The Republican platform condemned the reckless expenditures of the Legislature, its efforts to disfranchise soldiers, students, and all having African blood in their veins, and squarely declared for the ratification of the fifteenth amendment.

The Democratic Convention, which assembled July 7, 1869, denounced the fifteenth amendment, and had much to say about the reserved rights of the States. The platform contained these resolutions, which sound, at this day, like an inscription from the tombs of the Ptolemys:

"Resolved, That the exemption from tax of over $2,500,000,000 in government bonds and securities is unjust to the people and ought not to be tolerated; and that we are opposed to any appropriation for the payment of interest on the bonds until they are made subject to taxation.

"Resolved, That the claims of the bondholders, that the bonds which were bought with greenbacks, and the principal of which is by law payable in currency, should nevertheless be paid in gold, is unjust and extortionate; and, if persisted in, will inevitably force upon the people the question of repudiation."

Here we have the bald proposition to repudiate the interest on the public debt unless it is taxed contrary to law, as made known by repeated decisions of the Supreme Court of the United States; and secondly, the direct threat to repudiate the principal of the National debt unless it is paid off in broken promises to pay. As the greenback is simply a debt or a due bill, this paying debts with debts was a patentable discovery in the science of finance. Taken in connection with the declaration of Vallandigham in the canvass before, that the whole bonded debt should be immediately "paid" in greenbacks, the resolution simply meant that the war debt should not be paid at all. This robbing the men whose money saved the Republic was not acceptable then to the farmers and laborers of Ohio, and will probably not now be more acceptable to the capitalists of New York. It is well, however, to recall the antecedents of a party that first tried to get into power through discreditable expedients, before resorting to a declaration of honest principles in finance.
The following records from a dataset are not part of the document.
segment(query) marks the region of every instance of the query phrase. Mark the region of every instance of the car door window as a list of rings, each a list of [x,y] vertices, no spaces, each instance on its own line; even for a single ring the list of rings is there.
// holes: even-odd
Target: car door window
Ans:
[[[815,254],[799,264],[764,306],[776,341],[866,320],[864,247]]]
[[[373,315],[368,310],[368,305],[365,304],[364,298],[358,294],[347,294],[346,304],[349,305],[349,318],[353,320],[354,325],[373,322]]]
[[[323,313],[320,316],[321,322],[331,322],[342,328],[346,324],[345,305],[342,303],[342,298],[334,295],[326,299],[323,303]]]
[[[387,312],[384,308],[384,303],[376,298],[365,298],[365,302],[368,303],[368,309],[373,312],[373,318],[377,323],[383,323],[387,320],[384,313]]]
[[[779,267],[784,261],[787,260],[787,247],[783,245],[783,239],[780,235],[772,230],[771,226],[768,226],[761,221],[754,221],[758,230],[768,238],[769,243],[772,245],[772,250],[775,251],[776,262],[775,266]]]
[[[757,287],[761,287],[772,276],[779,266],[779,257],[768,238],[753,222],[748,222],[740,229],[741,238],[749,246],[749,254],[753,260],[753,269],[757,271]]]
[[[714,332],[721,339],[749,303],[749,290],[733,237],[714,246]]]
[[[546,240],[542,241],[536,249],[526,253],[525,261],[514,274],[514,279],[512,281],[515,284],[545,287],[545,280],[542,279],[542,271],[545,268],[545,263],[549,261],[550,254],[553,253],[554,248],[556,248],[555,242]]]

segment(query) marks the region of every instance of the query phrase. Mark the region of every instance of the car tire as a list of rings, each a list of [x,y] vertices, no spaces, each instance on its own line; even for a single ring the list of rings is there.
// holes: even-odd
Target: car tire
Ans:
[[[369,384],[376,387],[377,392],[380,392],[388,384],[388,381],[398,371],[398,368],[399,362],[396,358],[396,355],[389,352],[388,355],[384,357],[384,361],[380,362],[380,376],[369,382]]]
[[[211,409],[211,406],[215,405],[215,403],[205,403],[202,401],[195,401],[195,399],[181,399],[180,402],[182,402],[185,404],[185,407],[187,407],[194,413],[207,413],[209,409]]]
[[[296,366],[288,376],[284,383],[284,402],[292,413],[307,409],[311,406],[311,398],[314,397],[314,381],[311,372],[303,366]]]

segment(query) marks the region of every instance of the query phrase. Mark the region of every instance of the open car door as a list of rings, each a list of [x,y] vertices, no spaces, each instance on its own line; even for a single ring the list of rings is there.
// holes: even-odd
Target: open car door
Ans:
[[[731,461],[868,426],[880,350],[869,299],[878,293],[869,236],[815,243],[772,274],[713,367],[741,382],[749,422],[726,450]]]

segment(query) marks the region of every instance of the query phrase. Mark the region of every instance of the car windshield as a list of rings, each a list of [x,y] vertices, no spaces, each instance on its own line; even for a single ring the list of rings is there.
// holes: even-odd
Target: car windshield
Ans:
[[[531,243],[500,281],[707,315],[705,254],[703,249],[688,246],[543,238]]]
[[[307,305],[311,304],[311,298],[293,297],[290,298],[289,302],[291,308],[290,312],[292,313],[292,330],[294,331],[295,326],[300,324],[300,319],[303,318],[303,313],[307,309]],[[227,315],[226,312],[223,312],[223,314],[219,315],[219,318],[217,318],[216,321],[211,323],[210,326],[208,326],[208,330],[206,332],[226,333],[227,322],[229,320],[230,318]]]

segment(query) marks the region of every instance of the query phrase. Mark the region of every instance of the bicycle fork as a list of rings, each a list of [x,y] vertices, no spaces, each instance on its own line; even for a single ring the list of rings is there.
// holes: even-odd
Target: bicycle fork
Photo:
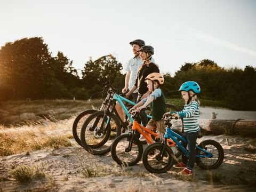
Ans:
[[[128,133],[128,141],[129,141],[129,145],[128,145],[128,147],[126,148],[124,150],[124,151],[126,153],[129,153],[132,150],[132,143],[133,143],[133,137],[135,135],[134,131],[134,130],[133,130],[132,133],[131,132],[129,132],[129,133]]]

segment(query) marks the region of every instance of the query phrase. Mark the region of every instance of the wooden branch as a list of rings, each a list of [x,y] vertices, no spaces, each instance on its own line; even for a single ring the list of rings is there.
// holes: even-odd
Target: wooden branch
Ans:
[[[199,124],[206,134],[256,137],[256,120],[199,119]]]

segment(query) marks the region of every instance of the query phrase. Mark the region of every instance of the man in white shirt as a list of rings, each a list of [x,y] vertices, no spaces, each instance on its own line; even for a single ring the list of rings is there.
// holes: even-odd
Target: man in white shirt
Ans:
[[[145,42],[141,39],[135,39],[130,42],[130,44],[132,46],[132,52],[134,57],[131,59],[125,69],[127,71],[125,76],[125,84],[124,87],[122,89],[122,92],[124,93],[126,93],[129,90],[132,89],[136,81],[137,77],[138,70],[140,67],[143,64],[143,61],[141,60],[138,51],[142,46],[145,45]],[[151,61],[155,62],[155,60],[152,58]],[[131,94],[132,98],[134,99],[134,102],[137,101],[138,98],[138,90],[136,89]],[[132,98],[130,98],[131,99]],[[124,121],[125,114],[122,108],[121,105],[117,102],[116,105],[116,109],[120,117],[123,121]],[[122,129],[123,132],[124,129]]]

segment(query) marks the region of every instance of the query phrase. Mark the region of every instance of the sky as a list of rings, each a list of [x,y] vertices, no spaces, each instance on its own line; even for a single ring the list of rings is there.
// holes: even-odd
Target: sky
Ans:
[[[109,54],[124,68],[135,39],[154,47],[161,73],[172,76],[205,59],[256,67],[256,1],[0,0],[0,47],[34,37],[78,69]]]

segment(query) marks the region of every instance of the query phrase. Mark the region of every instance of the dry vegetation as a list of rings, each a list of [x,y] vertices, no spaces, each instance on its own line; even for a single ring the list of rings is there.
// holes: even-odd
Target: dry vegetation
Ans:
[[[255,146],[252,138],[230,137],[232,146],[228,146],[225,137],[215,136],[225,153],[217,170],[196,166],[193,178],[180,176],[173,169],[151,174],[141,162],[119,166],[110,153],[87,153],[73,139],[75,116],[61,121],[48,117],[26,121],[19,126],[0,126],[0,191],[252,191],[256,186],[256,154],[243,150]],[[207,137],[211,136],[204,139]]]
[[[63,120],[86,109],[97,108],[102,102],[82,100],[45,100],[35,101],[10,101],[0,102],[0,124],[7,127],[20,126],[42,119]],[[53,120],[53,119],[52,119]]]
[[[61,122],[45,119],[29,121],[21,127],[0,129],[0,156],[6,156],[44,148],[57,149],[69,146],[73,137],[70,127],[74,118]]]

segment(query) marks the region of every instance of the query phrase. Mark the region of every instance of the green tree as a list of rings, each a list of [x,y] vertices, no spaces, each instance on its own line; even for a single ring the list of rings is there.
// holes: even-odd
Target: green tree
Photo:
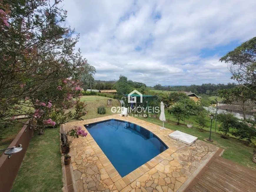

The convention took a "new departure," and, putting aside Ranney and Pendleton, nominated General W. S. Rosecrans for governor, who was then absent from the country. This nomination was mainly brought about through the zealous efforts of Messrs. Vallandigham, Callen, and Baber.

The opinions General Rosecrans entertained of his new-found friends were not favorable. In a letter dated February 3, 1863, from Murfreesboro, Tennessee, General Rosecrans, in speaking of the slave-holding insurgents, had used this language:

"Wherever they have the power they drive before them into their ranks the Southern people, and they would also drive us. Trust them not. Were they able they would invade and destroy us without mercy. Absolutely assured of these things, I am amazed that any one could think of 'peace on any terms.'

"He who entertains the sentiment is fit only to be a slave; he who utters it at this time is, moreover, a traitor to his country, who deserves the scorn and contempt of all honorable men."

Rosecrans declined the nomination, and George H. Pendleton, after just enough hesitation to impart a proper value to his consent, consented to fill the vacant place at the head of the ticket.